Q: What are some changes that policymakers and/or district leaders can make in the near term to better recognize these challenges? 

A: Potential changes to ESSA’s accountability framework are likely years away, but in the meantime, state policymakers can consider whether their accountability system has created unintended disincentives to serving ELs, especially older newcomers. States that did not initially include an extended-year graduation rate in their ESSA plan may want to reconsider and amend their plan. Further, state departments of education and local school districts should ensure that all school staff understand the legal rights of English learners and children from an immigrant background when it comes to school enrollment and equal access to a meaningful education.

Q: In your research, have you come across innovative policies or systemic approaches that are helping educators better serve this student population? 

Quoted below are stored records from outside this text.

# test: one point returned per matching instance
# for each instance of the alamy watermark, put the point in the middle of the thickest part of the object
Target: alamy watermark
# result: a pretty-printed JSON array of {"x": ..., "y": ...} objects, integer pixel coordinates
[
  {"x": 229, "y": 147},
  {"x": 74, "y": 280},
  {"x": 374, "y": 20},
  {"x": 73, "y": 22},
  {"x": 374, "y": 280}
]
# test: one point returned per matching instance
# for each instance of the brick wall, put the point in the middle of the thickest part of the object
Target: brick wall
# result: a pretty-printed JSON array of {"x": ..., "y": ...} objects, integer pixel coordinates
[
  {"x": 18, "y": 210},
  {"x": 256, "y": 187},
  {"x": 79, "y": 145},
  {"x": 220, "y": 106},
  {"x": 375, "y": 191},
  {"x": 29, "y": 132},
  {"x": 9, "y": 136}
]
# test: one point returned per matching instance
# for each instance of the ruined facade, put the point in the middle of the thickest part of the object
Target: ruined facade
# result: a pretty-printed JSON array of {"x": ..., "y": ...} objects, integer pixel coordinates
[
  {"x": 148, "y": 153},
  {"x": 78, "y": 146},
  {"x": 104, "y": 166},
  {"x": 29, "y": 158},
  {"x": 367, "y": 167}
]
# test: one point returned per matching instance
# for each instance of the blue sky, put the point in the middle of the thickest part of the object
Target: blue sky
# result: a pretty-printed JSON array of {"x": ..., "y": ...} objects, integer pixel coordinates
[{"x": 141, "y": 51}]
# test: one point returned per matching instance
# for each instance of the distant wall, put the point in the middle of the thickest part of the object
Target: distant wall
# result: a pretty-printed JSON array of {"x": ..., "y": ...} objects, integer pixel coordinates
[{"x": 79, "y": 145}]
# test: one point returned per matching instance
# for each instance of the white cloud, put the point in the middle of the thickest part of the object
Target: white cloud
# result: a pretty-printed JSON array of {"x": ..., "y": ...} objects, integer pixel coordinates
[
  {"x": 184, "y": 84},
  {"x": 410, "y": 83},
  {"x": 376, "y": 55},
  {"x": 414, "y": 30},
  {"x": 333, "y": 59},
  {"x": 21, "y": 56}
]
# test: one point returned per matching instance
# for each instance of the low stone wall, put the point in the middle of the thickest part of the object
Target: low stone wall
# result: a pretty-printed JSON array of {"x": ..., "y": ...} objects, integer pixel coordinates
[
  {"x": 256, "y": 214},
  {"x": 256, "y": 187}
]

A: We have been very encouraged by the success of the Internationals Network for Public Schools, which currently supports 28 schools and academies in New York, northern California, greater Washington, D.C., and Minneapolis. In addition to implementing research-based best practices like collaborative learning and native language instruction, they approach program development holistically, working with local educators to build a program model and systems of educator professional development and collaboration to support each school’s vision. Their approach was recently profiled in a Stanford University report, which noted that the 2012-13 four-year graduation rate for New York City Internationals students was 58 percent, compared to 32 percent for all NYC ELs.